Roads are often bad in Sierra Leone, and public transport is sometimes non-existent. For many remote communities, radio is their only link with the capital, and the only way to reach them.
“Ebola is tough, because it has to do with people changing their behaviour, mindset and culture," says Ransford Wright, national coordinator of the Independent Radio Network.
"IRN started out by covering elections. With those you have clear timelines - for campaigning, voting, and announcing the results. But Ebola is complicated: no one knows when it’s going to end, so you keep changing plans."
"We know from the many text messages we get from around the country that people take on our messages and tell family and friends," Wright adds.

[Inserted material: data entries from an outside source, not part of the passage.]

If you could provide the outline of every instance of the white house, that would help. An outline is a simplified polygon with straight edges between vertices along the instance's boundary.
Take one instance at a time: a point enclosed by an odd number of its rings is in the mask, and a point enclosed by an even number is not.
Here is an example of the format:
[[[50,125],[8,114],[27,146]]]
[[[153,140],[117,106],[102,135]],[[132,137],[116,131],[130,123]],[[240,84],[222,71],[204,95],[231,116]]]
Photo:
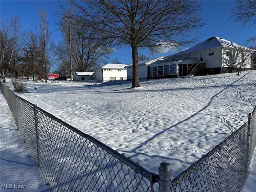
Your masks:
[[[240,57],[252,50],[217,37],[212,37],[183,51],[166,57],[139,62],[139,78],[148,79],[216,74],[233,72],[230,54],[240,50]],[[251,68],[247,57],[245,70]],[[126,67],[128,79],[132,78],[132,65]]]
[[[197,74],[216,74],[232,72],[228,64],[232,51],[241,50],[242,55],[252,50],[218,37],[212,37],[184,51],[166,56],[169,62],[178,62],[179,76]],[[250,56],[245,61],[245,70],[251,68]],[[195,60],[196,60],[196,61]]]
[[[127,80],[126,65],[109,63],[93,69],[94,80],[96,82]]]
[[[76,72],[74,74],[74,81],[89,81],[93,80],[93,72]]]

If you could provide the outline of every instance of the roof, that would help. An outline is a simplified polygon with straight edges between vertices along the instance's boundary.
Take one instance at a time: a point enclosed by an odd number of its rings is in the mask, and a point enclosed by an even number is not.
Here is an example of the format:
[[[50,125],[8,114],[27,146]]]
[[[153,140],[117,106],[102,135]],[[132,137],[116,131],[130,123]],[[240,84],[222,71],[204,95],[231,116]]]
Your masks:
[[[211,37],[183,51],[166,56],[166,57],[171,57],[192,52],[195,52],[196,51],[222,47],[225,48],[240,48],[246,50],[250,49],[247,47],[232,42],[225,39],[222,39],[222,38],[214,36]]]
[[[78,75],[92,75],[94,72],[76,72],[76,73]]]
[[[156,59],[148,59],[147,60],[144,60],[144,61],[139,61],[138,62],[138,65],[139,66],[142,65],[146,65],[148,66],[150,65],[150,64],[156,62],[156,61],[158,60],[164,60],[164,57],[160,57],[158,58],[156,58]],[[126,67],[126,68],[132,67],[132,64],[131,64],[130,65],[129,65]]]
[[[124,64],[108,63],[103,66],[94,68],[93,70],[97,69],[122,69],[124,68],[124,67],[126,66],[127,66],[127,65],[125,65]]]

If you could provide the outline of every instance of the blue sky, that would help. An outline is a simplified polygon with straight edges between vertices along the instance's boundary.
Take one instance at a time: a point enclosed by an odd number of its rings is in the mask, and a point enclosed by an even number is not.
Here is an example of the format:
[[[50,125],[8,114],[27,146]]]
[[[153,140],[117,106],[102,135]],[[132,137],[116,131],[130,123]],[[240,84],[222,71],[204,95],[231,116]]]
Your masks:
[[[201,29],[201,33],[204,34],[200,37],[198,43],[210,37],[216,36],[230,41],[243,44],[244,42],[256,35],[256,26],[247,26],[242,25],[240,23],[234,23],[230,19],[232,12],[230,9],[235,4],[233,1],[202,1],[203,12],[207,20],[207,24]],[[56,11],[59,9],[58,1],[12,1],[1,0],[1,19],[9,19],[9,15],[18,16],[24,21],[24,27],[27,29],[34,29],[38,25],[38,15],[42,8],[47,12],[50,30],[54,34],[52,38],[55,41],[60,38],[61,34],[56,30],[55,24],[58,17]],[[169,50],[160,54],[152,54],[148,50],[139,50],[139,54],[145,54],[150,58],[156,58],[161,56],[171,55],[175,52]],[[132,63],[131,49],[129,47],[117,50],[108,61],[111,63],[113,59],[117,58],[122,63],[130,64]]]

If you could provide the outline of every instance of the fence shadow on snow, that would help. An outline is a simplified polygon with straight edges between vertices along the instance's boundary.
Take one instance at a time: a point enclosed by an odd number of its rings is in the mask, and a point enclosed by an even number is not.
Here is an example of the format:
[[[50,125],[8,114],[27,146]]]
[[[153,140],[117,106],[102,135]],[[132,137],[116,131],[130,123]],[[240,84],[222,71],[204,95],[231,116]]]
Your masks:
[[[256,107],[247,123],[171,180],[169,164],[160,164],[159,174],[149,172],[2,83],[1,89],[51,191],[239,192],[249,174]]]

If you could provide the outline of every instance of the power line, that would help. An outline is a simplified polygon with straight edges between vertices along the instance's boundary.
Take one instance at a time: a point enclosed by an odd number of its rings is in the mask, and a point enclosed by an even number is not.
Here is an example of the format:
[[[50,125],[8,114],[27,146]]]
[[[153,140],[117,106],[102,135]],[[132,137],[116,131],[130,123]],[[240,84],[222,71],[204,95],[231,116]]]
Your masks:
[[[31,25],[31,26],[32,26],[34,27],[34,28],[38,28],[38,29],[40,29],[40,27],[38,27],[37,26],[36,26],[33,25],[33,24],[31,24],[31,23],[30,23],[28,22],[26,22],[26,21],[22,20],[22,19],[21,19],[20,18],[18,18],[18,17],[16,17],[15,16],[14,16],[13,15],[12,15],[10,14],[9,14],[8,13],[7,13],[6,12],[4,12],[2,10],[1,10],[1,12],[2,12],[3,13],[4,13],[5,14],[6,14],[6,15],[9,15],[10,17],[13,17],[14,18],[15,18],[16,19],[18,19],[18,20],[20,20],[20,21],[22,21],[22,22],[24,22],[25,23],[26,23],[26,24],[28,24],[28,25]],[[53,35],[58,36],[59,37],[61,37],[62,38],[63,38],[63,37],[62,36],[60,36],[59,35],[58,35],[57,34],[54,33],[53,33],[53,32],[50,32],[50,31],[49,31],[48,30],[46,30],[46,31],[47,31],[47,32],[48,32],[49,33],[50,33],[51,34],[52,34]],[[132,56],[131,56],[130,55],[124,55],[124,54],[120,54],[119,53],[112,53],[112,54],[116,54],[119,55],[122,55],[123,56],[127,56],[127,57],[132,57]]]
[[[29,24],[30,25],[32,26],[33,26],[33,27],[35,27],[35,28],[40,29],[40,27],[38,27],[37,26],[36,26],[33,25],[33,24],[31,24],[31,23],[29,23],[29,22],[27,22],[26,21],[24,21],[24,20],[22,20],[22,19],[21,19],[20,18],[18,18],[17,17],[16,17],[15,16],[14,16],[13,15],[11,15],[10,14],[9,14],[8,13],[6,13],[4,11],[2,11],[2,10],[1,10],[1,12],[2,12],[3,13],[4,13],[5,14],[6,14],[6,15],[9,15],[10,17],[13,17],[14,18],[15,18],[16,19],[18,19],[19,20],[20,20],[21,21],[22,21],[22,22],[24,22],[25,23],[26,23],[27,24]],[[63,37],[62,36],[60,36],[59,35],[58,35],[57,34],[54,33],[52,32],[49,31],[48,30],[46,30],[46,31],[47,32],[49,32],[49,33],[50,33],[51,34],[52,34],[53,35],[56,35],[56,36],[58,36],[58,37],[61,37],[62,38],[63,38]]]

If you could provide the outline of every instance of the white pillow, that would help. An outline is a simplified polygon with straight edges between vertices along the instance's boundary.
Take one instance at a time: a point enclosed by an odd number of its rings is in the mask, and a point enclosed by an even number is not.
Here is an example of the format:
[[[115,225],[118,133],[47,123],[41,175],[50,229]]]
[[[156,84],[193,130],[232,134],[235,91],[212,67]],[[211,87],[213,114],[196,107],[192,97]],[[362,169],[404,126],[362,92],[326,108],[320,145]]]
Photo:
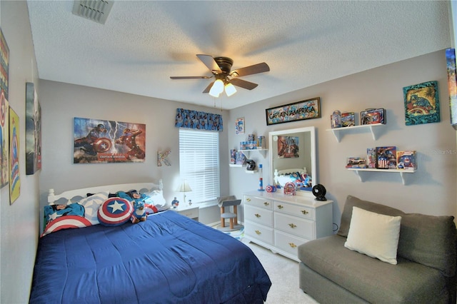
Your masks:
[[[144,203],[154,205],[157,208],[156,212],[164,211],[170,208],[170,205],[165,201],[161,191],[154,190],[149,193],[144,194],[146,196],[144,200]]]
[[[100,192],[79,201],[78,203],[84,207],[84,218],[92,225],[99,224],[97,212],[100,206],[108,199],[109,192]]]
[[[389,216],[353,207],[344,247],[396,265],[401,216]]]

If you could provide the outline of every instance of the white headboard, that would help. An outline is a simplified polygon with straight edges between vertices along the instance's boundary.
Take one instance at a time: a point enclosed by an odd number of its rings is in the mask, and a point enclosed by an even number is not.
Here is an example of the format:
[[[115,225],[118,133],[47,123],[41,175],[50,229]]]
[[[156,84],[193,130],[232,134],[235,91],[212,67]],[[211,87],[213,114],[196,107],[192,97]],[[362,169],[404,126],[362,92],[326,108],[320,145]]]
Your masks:
[[[117,191],[130,191],[131,190],[136,190],[139,192],[149,193],[156,190],[160,192],[164,188],[162,180],[159,181],[159,184],[154,183],[122,183],[119,185],[107,185],[99,186],[96,187],[83,188],[81,189],[69,190],[62,192],[61,194],[55,194],[54,189],[49,189],[48,193],[48,204],[52,205],[56,202],[60,204],[68,204],[74,201],[78,201],[82,198],[87,196],[87,193],[97,193],[103,191],[109,193],[116,193]]]

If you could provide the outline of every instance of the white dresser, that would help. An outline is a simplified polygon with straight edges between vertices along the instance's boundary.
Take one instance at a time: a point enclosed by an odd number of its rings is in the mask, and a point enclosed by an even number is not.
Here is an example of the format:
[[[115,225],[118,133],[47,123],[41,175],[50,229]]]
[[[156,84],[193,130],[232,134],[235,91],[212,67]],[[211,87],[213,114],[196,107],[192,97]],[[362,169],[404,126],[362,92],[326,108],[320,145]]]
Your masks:
[[[333,201],[282,193],[244,193],[244,238],[298,261],[298,245],[333,234]]]

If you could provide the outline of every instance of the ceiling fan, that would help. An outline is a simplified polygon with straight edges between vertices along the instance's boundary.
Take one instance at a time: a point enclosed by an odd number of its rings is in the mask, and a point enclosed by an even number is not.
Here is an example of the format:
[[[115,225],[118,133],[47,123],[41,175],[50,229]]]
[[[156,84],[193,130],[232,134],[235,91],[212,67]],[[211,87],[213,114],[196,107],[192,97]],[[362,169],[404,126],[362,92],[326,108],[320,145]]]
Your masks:
[[[257,83],[246,81],[238,77],[270,71],[270,67],[265,62],[231,71],[233,61],[228,57],[213,57],[210,55],[204,54],[197,54],[197,57],[211,71],[213,76],[171,76],[170,78],[171,79],[209,79],[214,77],[214,81],[211,82],[203,91],[203,93],[209,93],[210,95],[214,97],[219,97],[224,88],[227,96],[230,96],[234,94],[236,92],[236,89],[233,86],[247,90],[252,90],[258,86]]]

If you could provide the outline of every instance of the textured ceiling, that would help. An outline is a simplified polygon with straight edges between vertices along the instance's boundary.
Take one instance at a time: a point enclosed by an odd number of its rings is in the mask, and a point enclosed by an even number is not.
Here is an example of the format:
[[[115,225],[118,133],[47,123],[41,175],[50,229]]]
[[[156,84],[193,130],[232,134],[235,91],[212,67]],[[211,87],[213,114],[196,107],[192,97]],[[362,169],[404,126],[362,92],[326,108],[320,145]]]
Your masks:
[[[116,1],[104,25],[72,1],[28,1],[41,79],[231,109],[451,46],[444,1]],[[214,98],[197,54],[258,86]],[[303,96],[306,97],[306,96]]]

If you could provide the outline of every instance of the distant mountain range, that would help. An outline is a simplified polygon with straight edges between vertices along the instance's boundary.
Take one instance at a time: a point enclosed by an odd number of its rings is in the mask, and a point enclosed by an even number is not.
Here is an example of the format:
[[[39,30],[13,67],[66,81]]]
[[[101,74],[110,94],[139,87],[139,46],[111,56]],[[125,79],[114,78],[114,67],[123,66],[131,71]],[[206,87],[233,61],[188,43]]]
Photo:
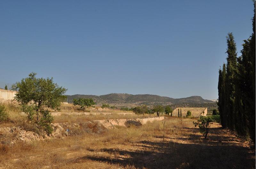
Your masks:
[[[188,97],[173,99],[168,97],[149,95],[131,95],[127,94],[111,93],[104,95],[66,95],[68,102],[72,102],[73,99],[92,98],[98,103],[135,103],[137,102],[161,102],[169,104],[184,103],[213,103],[214,102],[204,99],[202,97],[193,96]]]

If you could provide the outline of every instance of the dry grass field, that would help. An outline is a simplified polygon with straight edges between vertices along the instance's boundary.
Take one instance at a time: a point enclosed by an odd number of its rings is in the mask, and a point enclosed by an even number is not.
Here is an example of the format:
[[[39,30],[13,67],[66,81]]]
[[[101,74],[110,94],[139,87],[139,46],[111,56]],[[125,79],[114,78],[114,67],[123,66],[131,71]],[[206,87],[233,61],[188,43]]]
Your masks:
[[[0,128],[29,126],[22,121],[25,117],[17,109],[8,107],[12,120],[1,124]],[[65,115],[55,116],[54,122],[79,123],[124,117],[143,116]],[[100,131],[99,126],[93,124],[89,126],[89,131],[76,130],[67,137],[13,144],[3,144],[2,140],[6,138],[0,133],[0,168],[255,168],[255,148],[219,124],[211,124],[208,138],[204,140],[199,129],[192,123],[196,119],[183,118],[182,126],[178,118],[165,116],[164,120],[164,141],[162,121],[139,127],[116,126]]]

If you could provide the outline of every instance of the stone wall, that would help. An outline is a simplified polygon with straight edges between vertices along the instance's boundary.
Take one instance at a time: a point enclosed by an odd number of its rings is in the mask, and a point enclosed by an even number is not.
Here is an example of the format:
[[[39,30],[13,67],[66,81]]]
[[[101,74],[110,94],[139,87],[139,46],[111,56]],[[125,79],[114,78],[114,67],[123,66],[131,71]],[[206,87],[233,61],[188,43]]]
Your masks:
[[[179,109],[180,117],[180,110],[181,110],[182,117],[186,116],[188,110],[191,112],[191,116],[194,117],[199,117],[200,116],[206,116],[207,115],[207,107],[178,107],[173,110],[172,112],[172,116],[178,116]]]
[[[12,90],[0,89],[0,102],[13,100],[16,93]]]

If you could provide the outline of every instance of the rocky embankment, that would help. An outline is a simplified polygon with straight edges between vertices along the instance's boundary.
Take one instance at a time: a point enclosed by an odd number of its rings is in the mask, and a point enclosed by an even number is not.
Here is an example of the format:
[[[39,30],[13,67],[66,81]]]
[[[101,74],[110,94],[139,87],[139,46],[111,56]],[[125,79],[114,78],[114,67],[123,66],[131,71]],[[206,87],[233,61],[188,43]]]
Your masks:
[[[3,143],[13,144],[21,141],[43,140],[54,138],[63,138],[74,133],[81,132],[100,133],[104,130],[111,129],[115,126],[125,127],[128,120],[139,121],[142,125],[155,121],[161,121],[164,117],[144,118],[117,119],[99,120],[86,122],[78,124],[68,123],[54,123],[51,124],[53,132],[50,136],[46,134],[39,135],[35,132],[26,131],[20,127],[0,128],[0,139]]]

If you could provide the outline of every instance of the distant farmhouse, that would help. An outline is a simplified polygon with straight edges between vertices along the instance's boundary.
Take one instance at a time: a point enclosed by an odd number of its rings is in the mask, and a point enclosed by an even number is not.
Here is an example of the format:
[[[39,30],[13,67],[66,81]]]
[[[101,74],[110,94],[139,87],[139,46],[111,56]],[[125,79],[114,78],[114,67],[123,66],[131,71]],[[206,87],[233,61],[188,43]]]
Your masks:
[[[172,112],[172,116],[178,117],[179,110],[180,110],[180,117],[181,117],[181,117],[186,117],[187,113],[188,110],[191,112],[191,116],[195,117],[199,117],[200,116],[206,116],[207,115],[207,107],[178,107],[173,110]]]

When schools were shut to help stamp out the outbreak, IRN broadcasted lessons, including maths, science and English for primary and secondary school children.
"We helped plug the gap that appeared once children weren’t able to go to school," explains Wright.
"Definitely the support from UNDP helped. With the new satellite link, many community radio stations in remote parts of the country can now easily link up to the hub to rebroadcast."
With the number of Ebola cases falling and children heading back to school, UNDP is looking at how to make more use of the network to secure peace and bolster democracy.
"IRN can have a huge impact on civil education, on getting out proper information and on engaging people, to enable them to make decisions about elections and other things," says Hassan Jalloh, UNDP’s Media Programme Coordinator.
According to Sudipto Mukerjee, UNDP's director in Sierra Leone, the media are a key part of recovery - but not the only one: "Supporting an independent and vibrant media is vital to secure peace, democracy and a robust society, but this is just one part of a wide range of support this country needs to get back on its feet."
He adds: "The world must stay the course helping this country protect its hard-won development and peace-building gains."
The Government of Sierra Leone will soon launch its national Ebola recovery strategy. The document will focus on getting to zero Ebola cases and staying there; on getting basic services and the economy back on track; and on moving back to the Agenda for Prosperity, the country’s long term national development plan.
In support of the Government of Sierra Leone, UNDP will launch its own recovery plan to help boost the Government’s capacity to coordinate the recovery, control Ebola outbreaks, address the socio-economic impact of the crisis and build the resilience of affected communities.
UNDP leads the UN’s support for recovery in the three countries hardest hit by Ebola: Guinea, Sierra Leone and Liberia.